Da im Rahmen einer Räumungsexekution unter Umständen auch wertloses Gerümpel aus dem Räumungsobjekt zu entfernen ist, kommen zu den Kosten der eigentlichen Räumung gegebenenfalls auch die Kosten der Entrümpelung im Sinn einer Verbringung auf eine Deponie (Jakusch in Angst/Oberhammer EO³ § 74 Rz 58/2).

Der Anspruch auf Ersatz der Räumungskosten setzt voraus, dass die Maßnahmen, die diese Kosten verursachten, im Rahmen der vom Gerichtsvollzieher geleiteten Amtshandlung gesetzt oder zumindest eingeleitet wurden. Die Kosten von Maßnahmen, die erst nachträglich vom betreibenden Gläubiger begonnen wurden, gehören nicht zu den Kosten der Räumungsexekution (Jakusch in Angst/Oberhammer EO³ § 74 Rz 58/3 mwN).

Im vorliegenden Fall hat der Gerichtsvollzieher am 9. November 2017 die Räumung eingeleitet , an diesem Tag wurde auch ein Teil der Räumung bereits faktisch vollzogen.

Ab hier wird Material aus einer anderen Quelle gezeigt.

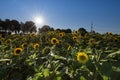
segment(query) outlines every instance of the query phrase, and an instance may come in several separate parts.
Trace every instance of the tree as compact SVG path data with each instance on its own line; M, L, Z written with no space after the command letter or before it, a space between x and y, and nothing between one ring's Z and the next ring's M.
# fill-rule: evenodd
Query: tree
M26 32L26 33L36 32L36 26L33 21L26 21L22 27L23 27L22 30L24 29L23 32Z

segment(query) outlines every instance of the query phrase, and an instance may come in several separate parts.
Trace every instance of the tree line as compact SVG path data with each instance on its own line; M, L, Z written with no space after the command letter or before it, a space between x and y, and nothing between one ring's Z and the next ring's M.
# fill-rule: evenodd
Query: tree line
M42 32L47 32L47 31L54 31L55 29L53 27L50 27L49 25L43 25L41 28L38 28L38 33ZM71 29L56 29L60 32L65 32L65 33L71 33ZM87 33L86 29L84 28L79 28L78 29L81 34ZM26 21L25 23L19 22L18 20L10 20L10 19L5 19L4 21L0 19L0 32L10 32L10 33L32 33L32 32L37 32L37 27L33 21Z
M0 32L11 32L15 34L36 32L36 26L33 21L26 21L25 23L18 20L0 19Z

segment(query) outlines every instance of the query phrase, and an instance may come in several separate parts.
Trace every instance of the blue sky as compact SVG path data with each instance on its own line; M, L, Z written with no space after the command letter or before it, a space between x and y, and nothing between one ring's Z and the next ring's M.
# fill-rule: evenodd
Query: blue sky
M54 28L90 31L93 22L96 32L120 33L120 0L0 0L2 20L25 22L33 16Z

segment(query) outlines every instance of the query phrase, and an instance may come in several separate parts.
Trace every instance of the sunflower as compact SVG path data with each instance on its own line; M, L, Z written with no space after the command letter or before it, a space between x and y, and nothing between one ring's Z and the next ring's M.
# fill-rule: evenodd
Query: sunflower
M77 37L77 36L73 36L73 40L75 40L75 41L76 41L77 39L78 39L78 37Z
M0 38L2 38L2 34L0 34Z
M78 30L75 30L75 31L73 31L73 34L78 35L78 34L79 34L79 31L78 31Z
M43 50L42 50L42 54L49 54L50 53L50 47L45 47Z
M85 52L78 52L77 53L77 60L84 64L88 61L88 55Z
M27 41L27 39L26 39L26 38L23 38L23 39L22 39L22 41L23 41L23 42L26 42L26 41Z
M30 33L29 35L30 35L30 37L37 36L37 34L35 34L35 33Z
M26 48L27 47L27 43L23 43L21 46L22 46L22 48Z
M70 44L67 44L67 46L67 50L70 50L72 48Z
M14 55L19 56L22 54L22 48L15 48L14 49Z
M38 43L36 43L36 44L33 45L33 48L34 48L34 49L37 49L37 48L39 48L39 46L40 46L40 45L39 45Z
M57 38L52 38L51 44L59 44L59 40Z
M108 35L112 35L112 32L107 32Z
M59 36L59 37L63 37L63 36L64 36L64 34L65 34L64 32L61 32L61 33L59 33L59 35L58 35L58 36Z
M91 43L94 43L95 42L95 40L93 39L93 38L91 38L91 39L89 39L89 44L91 44Z

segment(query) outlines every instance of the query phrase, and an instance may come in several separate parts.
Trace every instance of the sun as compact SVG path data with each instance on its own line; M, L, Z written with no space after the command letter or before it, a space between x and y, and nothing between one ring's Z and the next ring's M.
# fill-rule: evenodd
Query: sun
M41 16L34 17L34 22L36 25L42 25L44 23L43 17Z

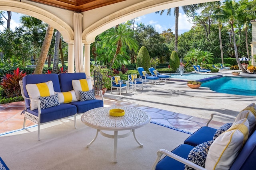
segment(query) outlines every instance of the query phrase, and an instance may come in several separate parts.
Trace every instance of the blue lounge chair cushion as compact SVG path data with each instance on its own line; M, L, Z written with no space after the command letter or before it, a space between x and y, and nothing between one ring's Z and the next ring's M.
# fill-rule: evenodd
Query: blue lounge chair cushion
M74 102L69 103L69 104L76 106L77 108L77 113L78 114L84 113L94 108L103 107L103 100L98 99L82 102Z
M191 135L184 141L184 143L195 147L198 145L212 140L216 129L204 126Z
M115 87L120 87L120 84L113 84L112 86ZM126 86L126 84L121 84L121 87L124 87Z
M69 116L71 116L76 113L76 111L75 106L67 104L62 104L54 107L42 109L40 123L48 122ZM33 110L32 111L27 109L27 111L37 116L38 115L38 109ZM50 115L50 116L49 116Z
M181 144L173 150L172 152L187 159L188 154L194 147L189 145ZM184 169L184 166L183 163L166 156L157 164L156 170L181 170Z

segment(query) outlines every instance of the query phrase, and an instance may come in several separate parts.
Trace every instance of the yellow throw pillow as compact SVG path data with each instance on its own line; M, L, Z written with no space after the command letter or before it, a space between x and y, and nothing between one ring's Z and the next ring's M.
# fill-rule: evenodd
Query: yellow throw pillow
M142 74L143 75L145 76L147 74L147 72L146 71L142 71Z
M74 90L66 92L55 92L55 93L58 93L58 98L60 103L67 103L77 101Z
M157 75L157 71L156 71L156 70L153 70L153 72L154 72L154 73L155 74L155 75Z
M135 78L138 78L137 74L131 74L131 78L132 81L134 80Z
M78 100L80 100L81 96L79 90L83 92L87 92L92 90L92 79L90 78L73 80L72 80L73 89L75 90L76 97Z
M115 78L115 82L116 82L116 84L118 84L118 81L121 81L121 78L119 76L115 76L114 77Z
M248 138L249 122L243 119L219 136L210 148L205 161L207 170L228 170Z
M47 82L28 84L26 85L29 98L32 99L39 100L38 97L47 97L54 95L53 84L52 81ZM30 109L34 110L38 108L36 102L30 101Z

Aufgrund des aktenkundigen Umfangs der zu verbringenden Gegenstände bzw. des auf der zu räumenden Liegenschaft befindlichen Gerümpels war aber bereits am 9. November 2017 klar, dass die Verbringung der Fahrnisse nicht an diesem Tag abgeschlossen werden kann, sondern von der betreibenden Partei weitere Räumungsschritte zu setzen sein werden.

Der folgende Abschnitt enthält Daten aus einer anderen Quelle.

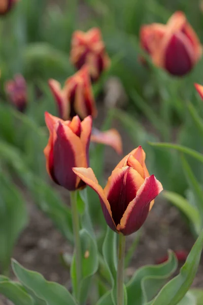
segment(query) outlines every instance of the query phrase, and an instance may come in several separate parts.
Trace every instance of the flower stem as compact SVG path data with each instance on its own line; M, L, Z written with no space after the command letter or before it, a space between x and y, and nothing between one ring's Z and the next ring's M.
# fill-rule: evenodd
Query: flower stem
M73 232L75 241L75 253L76 256L76 297L78 299L80 291L80 282L82 278L81 269L81 247L80 239L80 224L79 218L77 207L76 191L71 192L71 203L72 214L72 221Z
M125 250L125 236L119 234L118 240L118 268L117 268L117 305L124 304L124 269Z

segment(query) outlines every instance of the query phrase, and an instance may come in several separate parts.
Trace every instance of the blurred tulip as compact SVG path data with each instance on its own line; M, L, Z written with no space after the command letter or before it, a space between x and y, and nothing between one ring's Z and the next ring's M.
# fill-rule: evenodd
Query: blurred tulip
M70 60L78 70L84 64L87 64L92 80L97 80L111 63L99 28L93 27L86 33L76 30L73 33Z
M155 65L177 76L188 73L201 55L198 38L181 11L176 12L166 25L143 25L140 41Z
M200 97L203 100L203 86L199 85L199 84L194 84L194 86Z
M56 100L61 118L67 120L77 115L81 119L95 117L97 111L89 74L85 65L66 80L63 89L58 82L50 79L49 84Z
M109 227L124 235L138 231L145 221L154 198L162 190L161 183L149 176L141 146L125 156L113 171L105 189L91 168L73 168L84 182L98 195Z
M0 0L0 15L5 15L18 0Z
M72 167L89 166L89 146L92 119L81 121L77 115L72 121L45 113L49 139L44 149L48 173L52 179L69 191L83 188L85 183L74 174Z
M11 103L19 111L23 112L27 104L27 85L24 77L17 74L13 80L5 83L5 89Z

Die betreibende Partei hat daher nach dem 9. November 2017 die vom Gerichtsvollzieher an diesem Tag eingeleitete Räumung in den darauf folgenden Tagen lediglich fortgesetzt und nicht „Maßnahmen neu begonnen“.

Die von der betreibenden Partei beanspruchten Kosten für das Personal , welches zur faktischen Räumung heranzuziehen war, sowie für Transportfahrzeuge und Verpackungsmaterial fallen nach der oben dargestellten Rechtslage unter jene Kosten, die als Räumungskosten zu ersetzen sind.

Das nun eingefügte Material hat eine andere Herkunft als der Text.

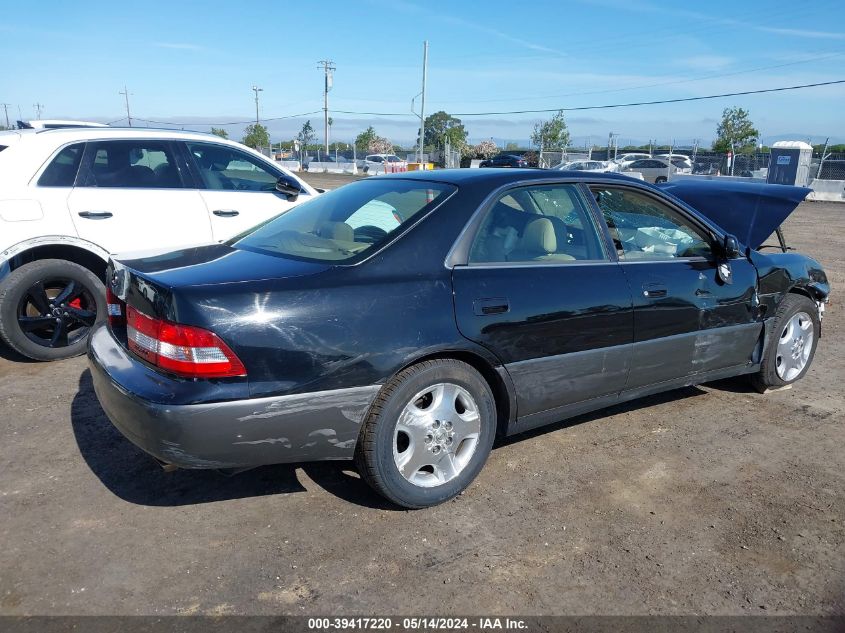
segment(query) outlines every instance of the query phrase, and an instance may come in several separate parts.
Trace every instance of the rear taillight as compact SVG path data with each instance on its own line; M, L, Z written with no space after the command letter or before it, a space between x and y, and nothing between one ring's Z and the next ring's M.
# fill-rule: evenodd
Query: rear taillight
M126 323L126 303L117 298L117 295L106 288L106 308L109 314L109 325L124 325Z
M153 319L127 306L126 336L135 354L177 376L246 376L243 363L214 332Z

Obwohl sie erst nach Beendigung der Exekution angefallen sind, hat die betreibende Partei gemäß § 74 Abs 2 letzter Satz EO iVm § 54 Abs 2 ZPO Anspruch auf Ersatz dieser Kosten.

Der Betreibende ist im Rahmen einer Verpflichtung, bei der Räumungsexekution Transportmittel zur Verfügung zu stellen, nicht verpflichtet, zunächst Kostenvoranschläge von mehreren Transportunternehmen einzuholen, um so das billigste Angebot zu ermitteln. Es steht ihm vielmehr frei, ein Unternehmen seiner Wahl zu betrauen. Das Gericht hat lediglich zu prüfen, ob die Transportleistungen im verrechneten Umfang notwendig waren und auch tatsächlich erbracht wurden. Die Preisangemessenheit ist nur dann zu prüfen, wenn eine Überhöhung offensichtlich ist (Jakusch in Angst/Oberhammer EO³ § 74 Rz 46 mwN).

Eine Unnotwendigkeit oder Überhöhung der in der Rechnung vom 23. November 2017 dargestellten Kosten ist im vorliegenden Fall – insbesondere auch im Hinblick auf den aktenkundigen Umfang der zu räumenden Fahrnisse – nicht offensichtlich.

Nach der Aktenlage wurden die Räumungskosten auch rechtzeitig geltend gemacht (Räumungshandlungen 9. – 13. November 2017, Rechnung vom 20. November 2017, Kostenbestimmungsantrag vom 23. November 2017).

Die Entscheidung über die Rekurskosten beruht auf den §§ 41 und 50 ZPO, TP 3A RATG, TP 4 II GGG.

Das Rechtsmittel der Rekurswerberin ist als Kostenrekurs anzusehen (TP 3A RATG), wofür im Exekutionsverfahren eine Pauschalgebühr nicht vorgesehen ist (vgl. Anm 4 zu TP 4 II GGG).